この際に注意すべきことは、誰でも見れるような場所に連絡ノートを置かないようにするということです。

それは、家族以外の他人が来訪した際に、もし目に触れて内容を見てしまえば、その時点でプライバシーが漏れてしまいます。

なので、連絡しあう本人同士で連絡ノートの設置場所も事前に話し合い検討しておくことが大切ですし、記録内容についても、利用者本人が嫌な思いにならないような記述を心がけるよう配慮すべきです。

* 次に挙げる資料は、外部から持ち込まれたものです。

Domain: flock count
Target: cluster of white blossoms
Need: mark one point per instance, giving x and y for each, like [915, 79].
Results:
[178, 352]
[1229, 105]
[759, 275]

 このように利用者のプライバシー情報の伝達には、慎重な対応が必要となるものです。

無意識にやってしまいがちな守秘義務違反

事例1
 1日の仕事が終り一息し帰宅してから家族と団らん中に、仕事での出来事をつい話してしまう。

事例2
 勉強会などを介護職員同士で行っている時などに、利用者の特定ができるような事例を話してしまう。

事例3
 仕事熱心から、自分の手帳やノートに利用者の業務記録をつける際に利用者名を記載してしまい、家のリビングなどに置き忘れて家族が目を通してしまう。

事例4
 訪問先の家事援助で近くのスーパーなどで買い物をした際に、「そこのおじいちゃん物忘れがひどくて大変だよね」などと店のオーナーに話しかけられ、つられて話してしまう。